Attraverso queste persone, il Signore ci ha fatto capire che il nostro limite come genitori non era più un impedimento a vivere e a progettare, ma era diventato il trampolino di lancio per aprirci alla novità, anche all’imprevisto.

La prima novità, bellissima, che accogliemmo dopo questo periodo fu la nascita della nostra terzogenita Anna e in seguito a questo cambio di prospettiva, abbiamo potuto vivere esperienze molto significative, come l’accoglienza di bimbi in affido, la scelta di vivere alcuni mesi presso la casa-canonica della nostra parrocchia e, nel 2017, l’accoglienza di una famiglia nigeriana che aveva necessità di una sistemazione per un certo periodo.

Negli anni a seguire non sono mancati anche nuovi dolorosi imprevisti, che hanno provocato in noi altri momenti di sconforto e sofferenza; avevamo però imparato ad affrontarli affidandoci a Dio e sapendo che il progetto di vita al quale dovevamo essere fedeli era, ed è, soprattutto il nostro matrimonio.

Posso affermare che quello che inizialmente pensavamo fosse il fallimento della nostra vita, posto nelle mani di Dio è diventato un evento provvidenziale. Passare dalla Croce ci rende più umani e attenti agli altri.

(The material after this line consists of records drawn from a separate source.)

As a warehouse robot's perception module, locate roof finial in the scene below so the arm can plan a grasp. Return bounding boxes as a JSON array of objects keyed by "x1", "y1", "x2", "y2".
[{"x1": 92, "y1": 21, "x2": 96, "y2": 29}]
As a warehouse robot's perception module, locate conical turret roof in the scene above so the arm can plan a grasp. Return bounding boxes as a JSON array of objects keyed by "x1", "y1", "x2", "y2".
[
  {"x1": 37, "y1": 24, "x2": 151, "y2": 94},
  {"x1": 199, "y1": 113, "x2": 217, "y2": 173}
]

Si tratta, tuttavia, di una scelta: la sofferenza di per sé non è un valore, anzi indurisce il nostro cuore e ci allontana da Dio e dagli uomini. Solo quando la viviamo con fiducia in Cristo, affidando a Lui ogni nostra lacrima, allora vivremo da persone guarite e saremo capaci di accorgerci del dolore di chi ci passa accanto. Inizialmente avremmo voluto scappare dalla croce; eravamo spaventati e impotenti.

Con gli anni siamo cambiati e abbiamo compreso che è necessario fare una scelta e abbiamo deciso di prendere in mano la nostra vita amando Sara per quello che è e non per quello che avremo voluto che fosse.

Abbiamo capito che il figlio, ogni figlio, è segno profetico: ‘E tu bambino sarai chiamato profeta dell’Altissimo…’, recita il Benedictus nel Vangelo di Luca. Anche il figlio con disabilità, o la figlia nel nostro caso, è segno profetico, molto più di quanto potremmo mai immaginare. Quella bimba piccola e debole in una culla venti anni fa mostrava già al mondo, in modo incomprensibile, un nostro volto migliore”.